Still, it should be lost on no one that Dave East's last two projects, Hoffa and HDIGH, have been independent releases for his own FTD brand without clear ties to Def Jam or Mass Appeal. UMG-owned Ingrooves handled HDIGH's distribution, which suggests there's still some professional business apparatus between the two in place. (Though rumor and speculation about his status at Def Jam have circulated online for a few years now, he remains part of the roster on the label's website and no announcement to the contrary has been made.) Regardless, it's probably a good idea for Benny and Dave to sit down together soon for a frank one-on-one discussion about their currently shared record label, assuming they haven't done so already...
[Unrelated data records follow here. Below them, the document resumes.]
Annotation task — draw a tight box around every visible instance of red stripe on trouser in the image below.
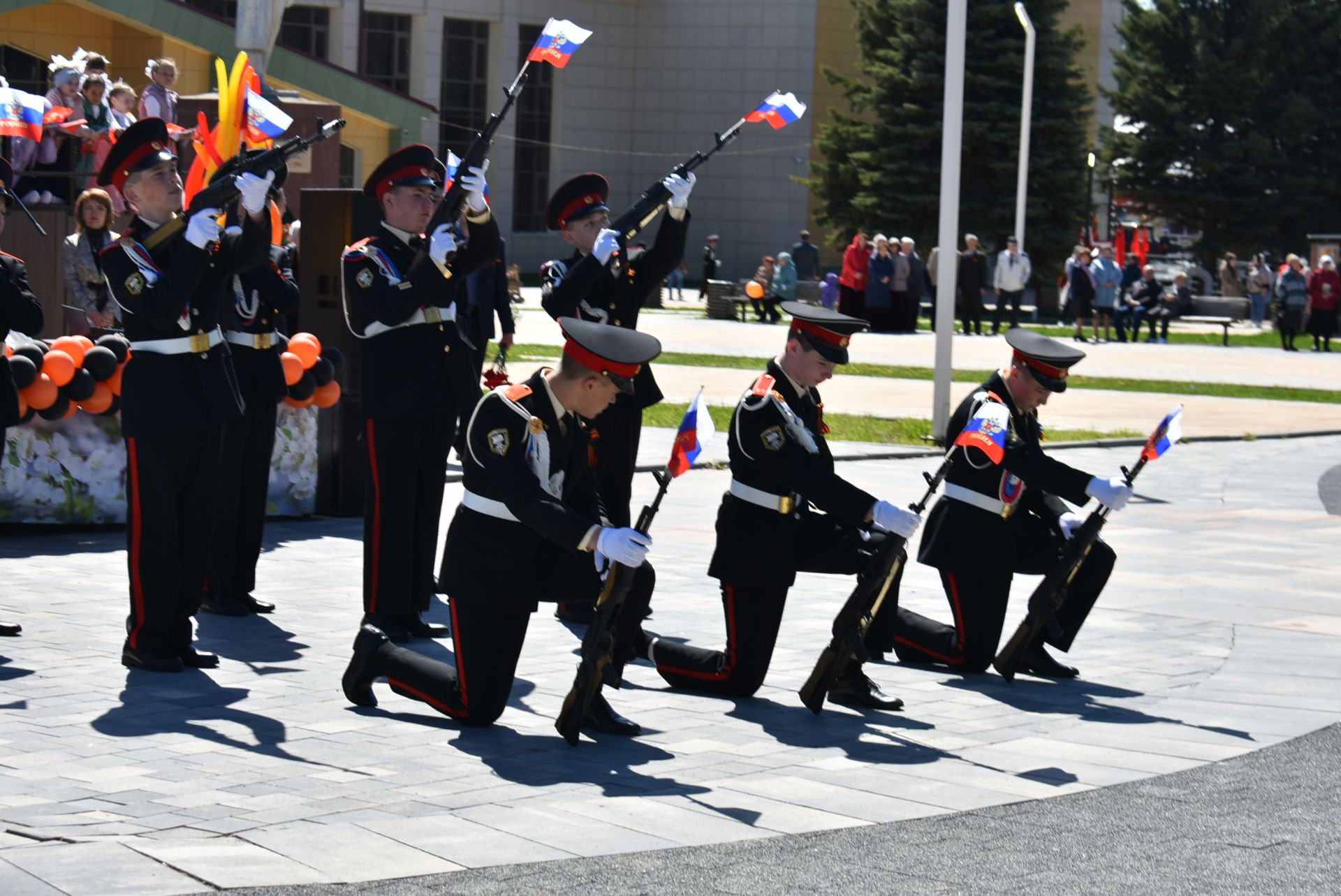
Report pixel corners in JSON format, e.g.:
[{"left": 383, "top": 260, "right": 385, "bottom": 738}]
[
  {"left": 126, "top": 437, "right": 145, "bottom": 649},
  {"left": 657, "top": 583, "right": 736, "bottom": 682},
  {"left": 367, "top": 420, "right": 382, "bottom": 613}
]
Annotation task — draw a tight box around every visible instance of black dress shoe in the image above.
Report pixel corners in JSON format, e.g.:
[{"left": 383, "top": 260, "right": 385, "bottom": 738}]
[
  {"left": 582, "top": 693, "right": 643, "bottom": 737},
  {"left": 1019, "top": 644, "right": 1081, "bottom": 679},
  {"left": 339, "top": 624, "right": 389, "bottom": 707},
  {"left": 362, "top": 613, "right": 414, "bottom": 644},
  {"left": 829, "top": 672, "right": 904, "bottom": 710},
  {"left": 121, "top": 644, "right": 184, "bottom": 672},
  {"left": 200, "top": 594, "right": 251, "bottom": 616},
  {"left": 177, "top": 647, "right": 219, "bottom": 669}
]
iblss, raja's sun (buy it / stream it)
Already known to AKAI SOLO fans as one of his go-to producers, the Brooklyn-based iblss has put together a project that's neither beat tape nor mixtape nor album. Dedicated to his literal dog, raja's sun is sublime psychedelic defiance of preconceived format, a roughly half hour trip warmed by afrofuturist cosmic rays and jazzy vibrations. Along the way, he's joined by supreme rap practitioners like Nappy Nina and S!LENCE. Even with talents such as those in the mix, Quelle Chris nearly steals the whole show with "bebe's peace," its syrupy slow pace and midnight brass undertones the perfect complements to his Primus-referencing feature. But even when the emcees are absent, iblss evokes wonderment and conjures awe, particularly on the magnificent "maitake" and "quilombos."
Def Soulja & Streeta G, Militant Minded (buy it / stream it)
In this Griseldan era, with some of the best emcees both hitting their stride and achieving recognition in their mid-to-late-30s, age really ain't nothing but a number. Rome Streetz co-signed Bronx native Def Soulja has been running that marathon for longer than most underground rappers would even have the stamina for, a quality that exudes from his new project with producer Streeta G. He understands the grind most intimately, exemplified by the cinematic title track and the evocative "Rusty Blade." Elsewhere, he links with Harlem's Hobx on the noirish bap of "100Moe" and Bub Styles on the kush-and-cold-cut scented "Figure It Out." The finale "Tunnel Vision" shows that, thankfully, he has no plans to exit the rap game anytime soon.
Elcamino & Chase Fetti, Bethlehem (buy it / stream it)
New York and New Jersey unite in Bethlehem, a collaborative tape from two artists connected to some of the tri-state's iconic 21st century hip-hop crews. Buffalo's Elcamino is affiliated with, though not specifically signed to, Griselda, while Cliffwood rapper Chase Fetti first rode with the A$AP Mob more than a decade ago. Together they make for quite the potent pair, trading verbose and vicious verses on "Josh Allen" and "Emma Aispuro." While most of these tracks hit the system like uncut dope, things soften considerably on "Cookin' For Me," a closing cut reminiscent of G-Unit's romantic paeans to the ladies. Production comes courtesy of ILL Tone, his beats bouncing between the sweet soul of "Black Bar Mitzvah" and the piano dramatics of "Red Magic."